自然薯の揚げ物

「一年一度の挑戦」農業の厳しい現実

今年の自然薯、予期せぬ終焉

すでにご存じの方もいらっしゃると思いますが、今年の分の自然薯が不作により終わってしまいました。
当店でご提供する自然薯は、地元函南ブランドでもある石川さんちの自然薯で、当店のすぐ近くの畑で作られています。

自然薯栽培の繊細さ

自然薯畑

自然薯作りは、毎年三月の下旬から始まります。
始めに重機を使って、膝上ほどの深さで30mほどの長い溝を何本も掘ります。そこへ自然薯がおかしな方向へ伸びて行かないように、プラスチック製のパイプを一本ずつ埋設していきます。ここからは手作業となり、膝上ほどの深さをスコップで埋めていきます。埋め終わったら、そのプラスチックパイプに沿って伸びるように位置を合わせて種芋を植えていきます。その後は、ツルを這わせるためのネット張り、草抑えのビニール掛け、追肥、日照りが続けば水やり等々、時々の様子に神経を尖らせ、維持管理をしながら11月の収穫を迎えます。
収穫は、埋設したパイプのすぐ脇を重機で膝上くらいの深さの溝を掘ります。
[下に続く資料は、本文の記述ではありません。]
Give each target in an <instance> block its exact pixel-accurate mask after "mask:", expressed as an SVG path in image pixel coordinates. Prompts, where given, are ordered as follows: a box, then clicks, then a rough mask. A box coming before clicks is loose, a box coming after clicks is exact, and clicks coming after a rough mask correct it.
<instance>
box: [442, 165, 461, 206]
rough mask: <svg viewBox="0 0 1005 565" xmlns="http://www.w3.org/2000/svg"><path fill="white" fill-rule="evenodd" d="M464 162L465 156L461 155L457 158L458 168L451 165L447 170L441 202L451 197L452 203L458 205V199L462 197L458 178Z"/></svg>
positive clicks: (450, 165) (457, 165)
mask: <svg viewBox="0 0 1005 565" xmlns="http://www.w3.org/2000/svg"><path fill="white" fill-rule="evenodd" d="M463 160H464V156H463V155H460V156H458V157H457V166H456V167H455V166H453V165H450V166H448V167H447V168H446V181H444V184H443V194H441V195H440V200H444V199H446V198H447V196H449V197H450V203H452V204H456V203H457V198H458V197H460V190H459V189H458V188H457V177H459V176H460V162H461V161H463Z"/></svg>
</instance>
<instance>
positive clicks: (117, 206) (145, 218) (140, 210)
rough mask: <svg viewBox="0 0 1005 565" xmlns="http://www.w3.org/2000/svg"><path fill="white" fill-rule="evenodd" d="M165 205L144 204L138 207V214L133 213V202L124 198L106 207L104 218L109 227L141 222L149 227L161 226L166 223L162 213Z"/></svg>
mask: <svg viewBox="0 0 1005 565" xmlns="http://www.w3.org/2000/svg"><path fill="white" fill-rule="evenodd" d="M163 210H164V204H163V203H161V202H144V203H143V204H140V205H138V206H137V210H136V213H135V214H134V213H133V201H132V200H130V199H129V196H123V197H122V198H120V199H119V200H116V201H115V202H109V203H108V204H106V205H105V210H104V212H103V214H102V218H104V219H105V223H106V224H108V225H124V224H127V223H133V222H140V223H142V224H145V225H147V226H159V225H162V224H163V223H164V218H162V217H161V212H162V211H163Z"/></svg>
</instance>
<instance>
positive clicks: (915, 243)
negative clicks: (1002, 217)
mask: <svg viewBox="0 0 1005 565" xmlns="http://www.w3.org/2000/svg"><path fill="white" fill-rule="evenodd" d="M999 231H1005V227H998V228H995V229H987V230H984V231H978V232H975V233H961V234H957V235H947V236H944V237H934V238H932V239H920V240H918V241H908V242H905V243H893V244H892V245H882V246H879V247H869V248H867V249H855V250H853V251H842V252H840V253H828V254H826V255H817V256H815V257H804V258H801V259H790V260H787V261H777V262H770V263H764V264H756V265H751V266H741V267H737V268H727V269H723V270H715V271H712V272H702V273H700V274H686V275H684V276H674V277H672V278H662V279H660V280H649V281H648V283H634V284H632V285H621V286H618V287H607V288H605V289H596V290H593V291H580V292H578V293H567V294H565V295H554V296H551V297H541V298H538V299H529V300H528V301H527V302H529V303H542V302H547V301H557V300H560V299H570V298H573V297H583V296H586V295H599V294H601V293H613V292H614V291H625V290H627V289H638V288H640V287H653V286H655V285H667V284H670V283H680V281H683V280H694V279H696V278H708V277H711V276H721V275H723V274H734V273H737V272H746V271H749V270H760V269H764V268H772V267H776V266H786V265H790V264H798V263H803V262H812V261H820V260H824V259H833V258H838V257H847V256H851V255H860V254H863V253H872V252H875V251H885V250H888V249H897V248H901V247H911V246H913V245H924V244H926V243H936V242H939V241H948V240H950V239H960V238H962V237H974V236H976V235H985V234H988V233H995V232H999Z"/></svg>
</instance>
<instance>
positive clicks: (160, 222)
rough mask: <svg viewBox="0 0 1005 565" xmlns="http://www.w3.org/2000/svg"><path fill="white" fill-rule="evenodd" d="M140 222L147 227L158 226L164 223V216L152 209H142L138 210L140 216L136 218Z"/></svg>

その溝に人が入り、スコップで一本一本パイプを掘り出して芋を取り出すという重労働です。

農業の不確実性

手をかけた分だけ結果に恵まれればいいのですが、そうはいかないのが農業の厳しいところです。期待通りに大きく育つものもあれば、残念ながら土に溶けてしまったものもあります。そうした結果を目の当たりにしながら一喜一憂し、数日をかけて掘り進めていきます。
掘った自然薯は、土を落とし冷蔵庫で保存をします。保存時も自然薯が乾燥しないように、一本ずつビニール袋に入れ、さらに毛布を掛けたりとなかなか手間がかかります。
昨シーズン、なぜ不作だったのか。実は、なぜだかよく分からないのが実情です。天候による影響も大きいのですが、栽培方法に問題があることも少なくありません。また、気候に合わせて少しずつ変えていかなければいけないのかもしれません。あれこれ振り返りながら翌シーズンに臨むわけですが、絶対にこれという解決策はありません。やってみて結果を待つ、その繰り返しです。

農業のリアル: 一年に一度の重み

私にも経験がありますが、数年に渡り思うように蕎麦が採れず、随分と頭を悩ませたものです。スポーツなどと違って、農業の難しさは一年に一度しかチャンスがないということです。私が農業を始めた頃、大変お世話になった方がおっしゃっていました。「例えば、米を20年作っていると聞けばすごく作っているように聞こえるけど、回数にしたら20回しか作ってない。20年やっても、それだけのチャンスしかない。だから農業は難しいんだ」と。

私自身、蕎麦の栽培を始めて早13年が経ちますが、その13回のチャンスの中で、満足のいく結果に恵まれたのはわずか3、4回です。とても受け入れ難いことですが、どんなに頑張っても間違ったやり方ではいい結果が出ません。心が折れてしまうことも度々ありましたが、気を取り直して続けることで今日に繋がっています。毎年、シーズンの初めと終わりにその方の言葉がしみじみと思い出されます。

私たちが日頃、当たり前のように口にする食べ物には、いろんな人の一生懸命がたくさん詰まっているんだな、と改めて気付かされます。今日もありがとうございます。